As to why we have such a small adoption, the way I see it, there are three main reasons:

1. Robots are best suited for extremely standardized and repetitive tasks. While cooking might seemingly look that way (just apply the recipe right?), it isn’t.

Not all pieces of meat are the same, and require slightly different times to cook for example. Same for vegetables, which might need to be chopped differently to adjust for variations.

Now I’m not saying that it’s *absolutely impossible* to create a robot that can do that, because we surely could, but that brings us to the second point.

2. Cost. The sheer complexity of a machine capable of performing all those tasks will make it big, and expensive to buy and maintain. This is sure to put off most restaurants.

3. Desirability. The sheer marketing power of “your dish was prepared by our fancily decorated chef/homeowner who put their heart into it” vs “by our soulless robot” is pretty sizeable IMO.

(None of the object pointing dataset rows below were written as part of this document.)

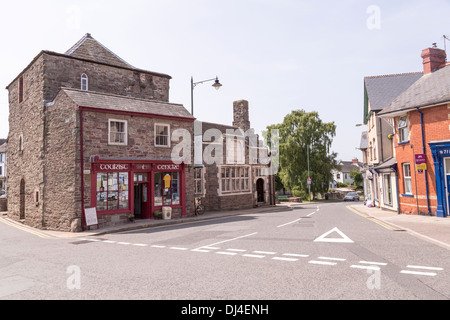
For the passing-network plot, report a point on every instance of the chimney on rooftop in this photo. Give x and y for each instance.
(433, 58)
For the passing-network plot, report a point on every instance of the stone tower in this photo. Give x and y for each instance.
(240, 115)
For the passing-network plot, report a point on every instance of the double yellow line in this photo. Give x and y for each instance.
(385, 225)
(25, 228)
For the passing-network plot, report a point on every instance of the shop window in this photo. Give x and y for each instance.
(234, 179)
(167, 189)
(407, 178)
(162, 137)
(402, 129)
(84, 82)
(112, 191)
(117, 132)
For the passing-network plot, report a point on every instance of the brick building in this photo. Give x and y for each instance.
(420, 116)
(88, 130)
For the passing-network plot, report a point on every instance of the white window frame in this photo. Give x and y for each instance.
(125, 142)
(84, 78)
(168, 135)
(403, 131)
(407, 183)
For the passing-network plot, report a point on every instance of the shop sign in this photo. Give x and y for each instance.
(113, 167)
(168, 167)
(421, 162)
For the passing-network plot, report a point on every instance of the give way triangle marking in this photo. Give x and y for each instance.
(343, 238)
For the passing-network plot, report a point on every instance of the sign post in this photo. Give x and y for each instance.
(421, 162)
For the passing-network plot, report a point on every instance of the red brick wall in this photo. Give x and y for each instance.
(436, 127)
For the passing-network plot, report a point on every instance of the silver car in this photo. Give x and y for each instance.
(351, 196)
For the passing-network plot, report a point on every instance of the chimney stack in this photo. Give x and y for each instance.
(433, 58)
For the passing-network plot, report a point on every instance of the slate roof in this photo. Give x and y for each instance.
(431, 89)
(113, 102)
(382, 90)
(90, 49)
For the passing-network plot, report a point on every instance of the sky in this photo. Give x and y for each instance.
(279, 55)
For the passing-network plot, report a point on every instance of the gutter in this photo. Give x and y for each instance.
(423, 148)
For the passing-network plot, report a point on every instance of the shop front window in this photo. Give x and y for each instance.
(167, 188)
(112, 191)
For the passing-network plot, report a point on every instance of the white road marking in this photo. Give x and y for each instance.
(285, 224)
(432, 274)
(323, 237)
(264, 252)
(253, 255)
(426, 268)
(365, 267)
(329, 258)
(322, 262)
(296, 255)
(284, 259)
(228, 240)
(227, 253)
(374, 263)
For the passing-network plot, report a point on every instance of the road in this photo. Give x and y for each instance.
(317, 252)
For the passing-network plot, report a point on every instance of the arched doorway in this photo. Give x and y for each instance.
(260, 190)
(22, 199)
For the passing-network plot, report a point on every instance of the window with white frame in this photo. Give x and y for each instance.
(117, 132)
(234, 179)
(407, 178)
(402, 129)
(84, 82)
(162, 135)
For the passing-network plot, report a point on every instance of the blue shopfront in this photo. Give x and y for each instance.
(441, 159)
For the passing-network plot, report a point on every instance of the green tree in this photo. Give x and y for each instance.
(299, 133)
(356, 176)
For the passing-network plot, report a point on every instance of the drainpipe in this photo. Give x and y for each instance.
(423, 148)
(83, 219)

This is okay in fast food joints. Much less in better/fancier places

Anonymous 0 Comments

Precise robots require precise inputs. Those robots used in high speed/high precision factories have another automated machine who’s entire job is to carefully present the required part in a known position so it can easily be picked up, and each part is effectively identical

Cooking is imprecise, baking is a lot more manageable (it’s food chemistry) but cooking is hard

How do you make a fried egg? How long does it cook? Depends on the exact egg you get. If some eggs are 60 grams while others are 66 grams that changes the cooking time significantly. What do you do if you get a double yoke??

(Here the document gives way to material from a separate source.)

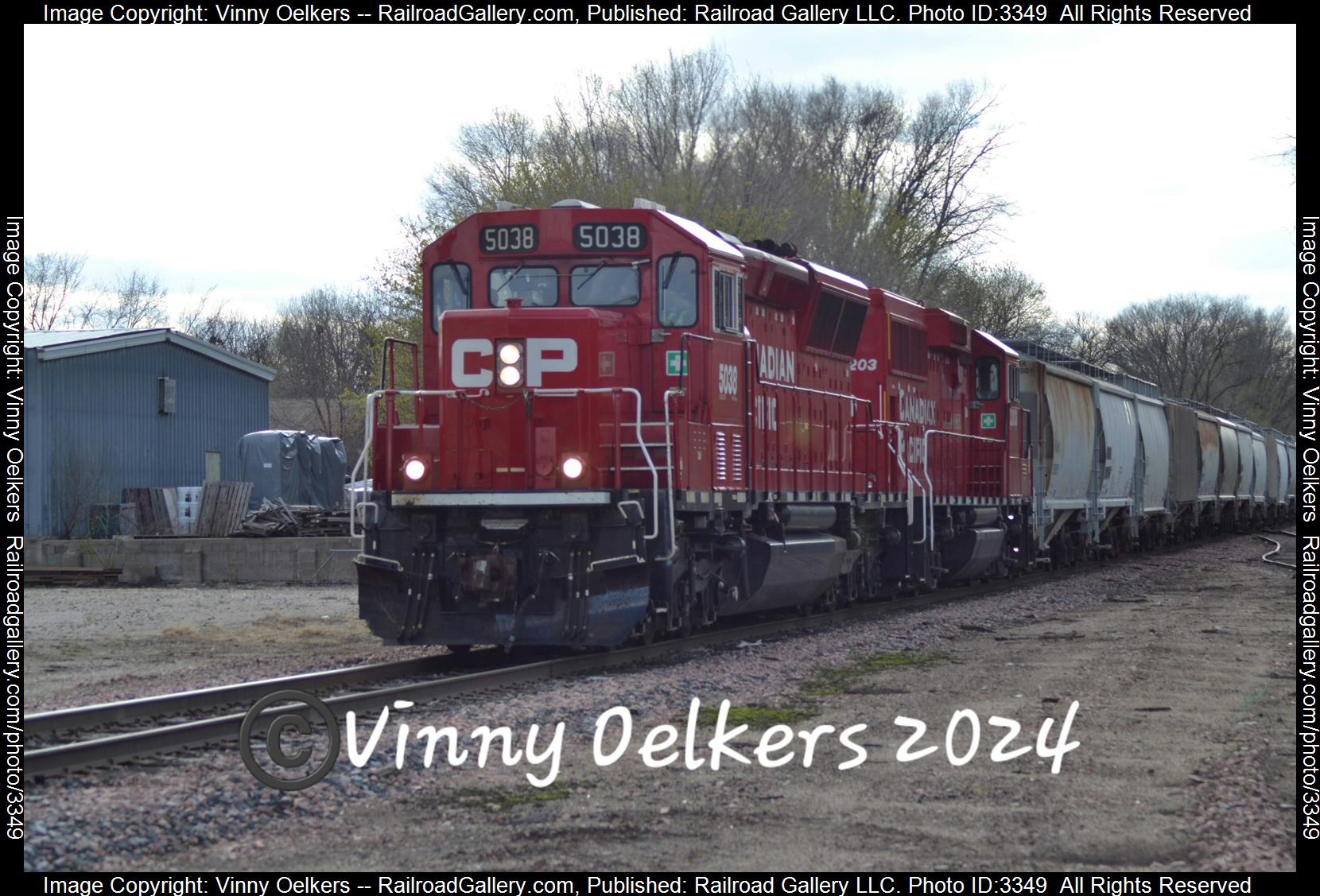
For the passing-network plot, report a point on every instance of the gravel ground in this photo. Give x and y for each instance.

You can get around these issues with fancy($$$$) vision systems and image processing, but it’s often cheaper just to keep the meatbag at the grill than to try to replace him with a robot

Anonymous 0 Comments

Robots are expensive, so unless they are going to save a significant amount of money for the restaurant, it doesn’t offer any advantage over just hiring a chef.

Also, some restaurants do use robots – there’s a noodle cutting robot that some Chinese restaurants use.

Also if you have a flexible definition of “Robot,” things like sous vide circulators are technically robots, and restaurants definitely use those.